Ao longo do livro vamos acompanhando o processo de luto do narrador. Vamos conhecendo o que o levou a procurar isolar-se do mundo, num farol perdido numa ilha perdida no meio do Atlântico. Descobrimos um homem que perdeu tudo e que não sabe lidar com isso. Refugia-se na bebida e torna-se uma pessoa desprezível. Quer afastar de si toda e qualquer manifestação de bondade, não se sente merecedor da compaixão dos outros. Quanto mais os habitantes da ilha o tentam incluir,  mais ele os afasta. A única pessoa que parece conseguir, de alguma forma, criar brechas na barreira protectora que criou à sua volta, é Cecília.

Todos naquela ilha têm problemas, todos eles conhecem a perda e vivem com ela e, todos têm diferentes maneiras de fazer o luto.
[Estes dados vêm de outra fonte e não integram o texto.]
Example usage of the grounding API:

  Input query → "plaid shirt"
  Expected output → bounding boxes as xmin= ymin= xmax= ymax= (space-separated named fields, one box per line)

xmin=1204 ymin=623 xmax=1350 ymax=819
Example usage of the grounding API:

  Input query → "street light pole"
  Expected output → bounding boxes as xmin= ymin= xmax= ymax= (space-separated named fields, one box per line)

Todos eles encontraram formas de continuar a viver depois da morte. O nosso narrador também vai acabar por sair do buraco escuro e fundo para onde foi quando a vida lhe pregou uma partida. A viagem não será fácil e levará algum tempo até que ele consiga ver para além da sua própria dor.
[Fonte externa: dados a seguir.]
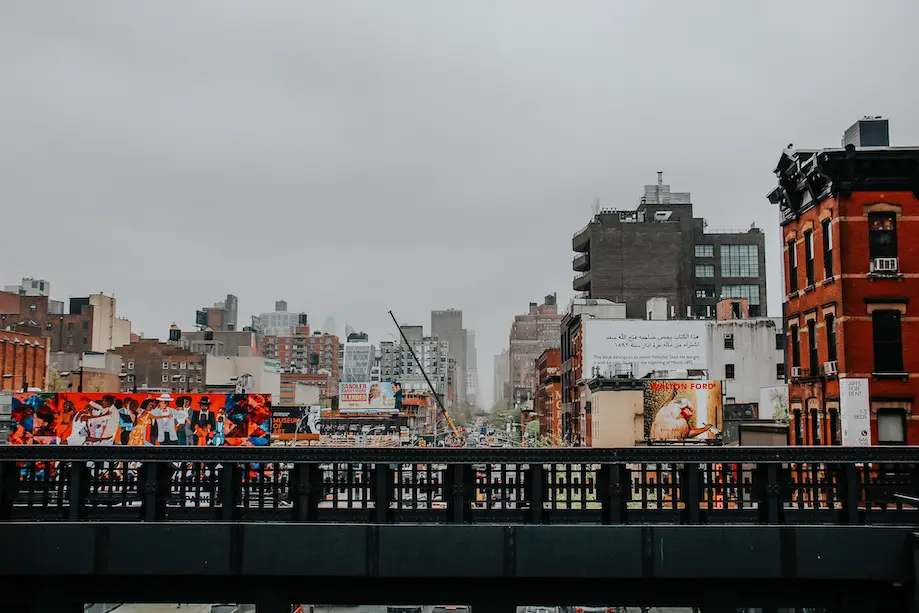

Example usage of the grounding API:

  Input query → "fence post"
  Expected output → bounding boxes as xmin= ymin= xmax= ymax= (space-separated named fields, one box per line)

xmin=597 ymin=464 xmax=629 ymax=525
xmin=841 ymin=462 xmax=861 ymax=525
xmin=753 ymin=462 xmax=782 ymax=524
xmin=527 ymin=462 xmax=546 ymax=524
xmin=67 ymin=462 xmax=89 ymax=521
xmin=0 ymin=462 xmax=19 ymax=521
xmin=373 ymin=462 xmax=395 ymax=524
xmin=218 ymin=462 xmax=245 ymax=521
Já há algum tempo que não lia João Tordo e confesso que me estava a fazer alguma falta. :)
O Luto de Elias Gro é de certa forma diferente do que tenho lido do João Tordo. Os anteriores estavam envoltos em mistério, em segredos por desvendar. Este é definitivamente mais introspectivo. Procura provocar em quem lê, alguma da dor, raiva, tristeza, angústia e impotência que o narrador sente nos diversos estágios do seu luto.
Embora pareça e, de certa forma, seja um livro pesado, está escrito com algum sentido de humor que aligeira um pouco a atmosfera mais negra da história.
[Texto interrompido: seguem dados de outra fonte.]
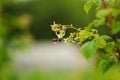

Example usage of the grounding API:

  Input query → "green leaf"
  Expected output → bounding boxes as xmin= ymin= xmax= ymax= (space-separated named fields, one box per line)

xmin=81 ymin=40 xmax=98 ymax=59
xmin=84 ymin=0 xmax=93 ymax=13
xmin=112 ymin=22 xmax=120 ymax=34
xmin=116 ymin=39 xmax=120 ymax=48
xmin=96 ymin=9 xmax=111 ymax=18
xmin=105 ymin=42 xmax=115 ymax=54
xmin=100 ymin=35 xmax=111 ymax=40
xmin=96 ymin=38 xmax=106 ymax=48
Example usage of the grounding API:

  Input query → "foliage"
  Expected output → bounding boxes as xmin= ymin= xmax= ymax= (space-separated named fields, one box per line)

xmin=0 ymin=0 xmax=31 ymax=80
xmin=51 ymin=0 xmax=120 ymax=73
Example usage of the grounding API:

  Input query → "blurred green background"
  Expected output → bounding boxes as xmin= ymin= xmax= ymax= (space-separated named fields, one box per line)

xmin=0 ymin=0 xmax=120 ymax=80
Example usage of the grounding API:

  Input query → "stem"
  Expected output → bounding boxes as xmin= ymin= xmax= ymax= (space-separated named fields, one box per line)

xmin=66 ymin=25 xmax=80 ymax=31
xmin=102 ymin=0 xmax=120 ymax=59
Resumindo e baralhando, gostei da história e das personagens e gosto sobretudo da forma como João Tordo nos conta esta história.

Só posso recomendar!

Boas leituras! :)



Excerto (pág.168):
"Eu respirava com dificuldade, alguma coisa parecia ter-se alojado na minha traqueia. A memória das vozes ao telefone e da vigília afrontava-me; dentro de mim, um animal ferido raspava ferozmente o chão de gravilha com unhas retrácteis, e uivava, procurando sair da toca.
Tenho pena é das lesmas, disse Cecília. E das lagartas. Não têm como se proteger.
As lagartas fartam-se de ser lagartas e fazem uma casinha nojenta de baba, disse eu. E depois transformam-se em borboletas, e toda  a gente gosta de borboletas. Nunca vi ninguém fazer mal a uma borboleta. Quando muito, espalmam-nas no meio das páginas de um livro, para sempre. É uma vida bestial. Muito melhor do que a nossa.
As lagartas esvaziam o estômago e segregam uma enzima que forma uma crisálida, disse Cecília, em tom de correcção.
És muito esperta, ripostei. Aposto que te dizem isso na escola. Lembras-te dessas coisas todas, nada te escapa, pois não?
A diferença é que nós, ao contrário das lagartas, somos muito mais como os cães. Vida de cão, é assim que se diz. Sabes porquê? Porque a nós ninguém nos dá nomes em latim nem nos espalma entre as páginas de um livro, para que a nossa beleza fique preservada para sempre. Não existe filatelia humana.
Lepidopterologia.
O quê?
Filatelia é coleccionar selos. Lepidopterologia é como se chama à ciência dos insectos.
E que tal coleccionar borboletas? Serve-te? Ou precisas de saber dezenas de palavras impronunciáveis das quais te irás esquecer assim que começares a crescer?
Cecília desviou o olhar para a janela. Parecia magoada. Irado, eu escutava o meu próprio tom de voz, a roçar a violência, e percebi que estava fora de mim. Aquela versão chegara com a força e imprevisibilidade das tempestades: quanto mais olhava para a rapariga, mais desejava anulá-la. (...) Olhava para Cecília e via uma outra, que não era Cecília, alguém de que ainda não vos falei (porque não consigo, não sou capaz); alguém que não existe e, todavia, é a figura central destas páginas. O fantasma de Banquo sentado à mesa real."